Had a very helpful workshop last night—a brainstorming session regarding the narrator of my historical tale. Turned out Chuck (Palahniuk) was the only person able to make shop, so the two of us put our heads together. I read the opening chapter, first person, Elisabeth, set in Bad Ischl the morning after Elisabeth turns the Emperor’s head, and dashes her older sister’s plans to marry the guy.

I thought the opening was pretty expository, but in keeping with the genre in terms of voice and tension. Chuck, I think, found it too expository and self-conscious, and suggested immediately that I choose someone else to tell Elisabeth’s story. A lady-in-waiting or a boot-polisher. Someone of lowly status. I, of course, resisted this. Initially. When I outlined the book a year-and-a-half ago, I thought Sisi’s loyal lady-in-waiting, the Countess Marie Festetics, would be the perfect narrator, but then it became problematic because she didn’t come on the scene until the Empress was well into the marriage, and she doesn’t really have an obviously compelling story in her own right. How to tell all that romantic, tumultuous engagement/wedding stuff? With Elisabeth a mere 15 years of age when betrothed, there was a real opportunity to set an arc point if I told that part of the story through her naïve point-of-view.

But, said Chuck, remember how successful Amadeus was because it was told through Salieri’s pov? Naturally, he’d bring up the success of one of my favorite movies!

In Amadeus, the story of Mozart is compelling because it is told through the vengeful voice of his nemesis, who, confined to a loony bin, offers a filter with its own tensions and arc.

Then there’s the very successful “Girl with a Pearl Earring,” wherein Vermeer’s model tells the painter’s story, and her part in it.
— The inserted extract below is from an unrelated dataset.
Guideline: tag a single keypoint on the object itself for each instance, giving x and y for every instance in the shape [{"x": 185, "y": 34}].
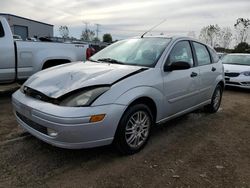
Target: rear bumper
[{"x": 71, "y": 124}]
Yes, yes, Chuck is absolutely right. Damn it! I have to tell the story from an alternate pov, through someone with her own story and risks and agenda.

That person, it turns out, is Ida Ferenczy, Elisabeth’s Hungarian “reader” and best friend. Ida comes on the scene in 1864, a very politically auspicious time for the Austrian empire. And Ida, who is a Hungarian woman just up a notch from peasantry, turns out to be the liaison between Hungary’s political aspirations and the Hapsburgs’ ultimate role in the creation of the Austro-Hungarian Empire. Ida is taken into Elisabeth’s confidence, and becomes her inseparable girlfriend, as well as instrument of clout.

The trick will be to pace the backstory in without glaring seam, as Ida isn’t around for the first ten years of the Imperial marriage. I have a few ideas about this, but I think I need to begin with an obvious opening scene, Ida and Elisabeth upon their first meeting, when Elisabeth is still completely iconic and “at the height of her beauty.”